Do you consider yourself a futurist? No. A futurist tries to predict the future, and I don’t do that. There’s an old saying: “The best way to predict the future is to invent it.” So we try to develop things that will really help people in the future in positive ways.
What’s the story behind the Norman door? With The Design of Everyday Things, I talked about water faucets and light switches and doors. Why do you need an instruction manual to work a door? [Initially referring to a door that confuses the user whether to push or pull it open, the term “Norman door” has been adapted to refer to any poorly designed object.] Gee, with all the research I’ve done on various topics I’m famous for doors you can’t open. But you know, take fame where you can get it.

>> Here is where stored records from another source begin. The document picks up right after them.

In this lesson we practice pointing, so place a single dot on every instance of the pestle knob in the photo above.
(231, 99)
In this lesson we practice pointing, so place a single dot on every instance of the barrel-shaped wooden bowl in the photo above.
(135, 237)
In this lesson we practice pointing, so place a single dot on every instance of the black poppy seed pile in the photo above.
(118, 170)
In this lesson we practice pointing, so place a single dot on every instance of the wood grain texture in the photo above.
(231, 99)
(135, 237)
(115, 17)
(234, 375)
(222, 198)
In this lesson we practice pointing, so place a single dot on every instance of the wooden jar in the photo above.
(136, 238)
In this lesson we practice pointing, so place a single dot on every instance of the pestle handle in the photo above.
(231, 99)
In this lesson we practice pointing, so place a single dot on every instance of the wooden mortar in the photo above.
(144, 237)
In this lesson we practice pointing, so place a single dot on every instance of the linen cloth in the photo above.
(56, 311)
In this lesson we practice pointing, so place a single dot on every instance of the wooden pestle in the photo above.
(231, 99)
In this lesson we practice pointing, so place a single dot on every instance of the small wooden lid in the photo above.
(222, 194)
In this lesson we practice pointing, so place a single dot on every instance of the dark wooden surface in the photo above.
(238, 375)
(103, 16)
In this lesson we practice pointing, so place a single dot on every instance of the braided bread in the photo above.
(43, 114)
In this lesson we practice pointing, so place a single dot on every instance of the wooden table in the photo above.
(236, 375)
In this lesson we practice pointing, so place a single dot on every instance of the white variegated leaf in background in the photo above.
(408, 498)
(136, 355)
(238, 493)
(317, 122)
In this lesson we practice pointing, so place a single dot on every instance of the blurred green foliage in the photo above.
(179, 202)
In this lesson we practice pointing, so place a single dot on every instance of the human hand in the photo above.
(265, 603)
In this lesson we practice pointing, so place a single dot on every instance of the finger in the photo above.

Why was the analysis of everyday objects important? I had been doing work on why people make errors, and that got me involved in the nuclear power accident at Three Mile Island. I was part of a committee to decide why the operators had made errors and we said, “No, the operators were intelligent, smart and did sensible things; but the plant was so badly designed that it led to the errors.” That made me realize that my background in engineering and psychology was a really good way to start thinking about design issues.
Now that you’ve become an adjective, do you aspire to be a verb? [Laughing] I don’t think anyone has “Normaned” anything.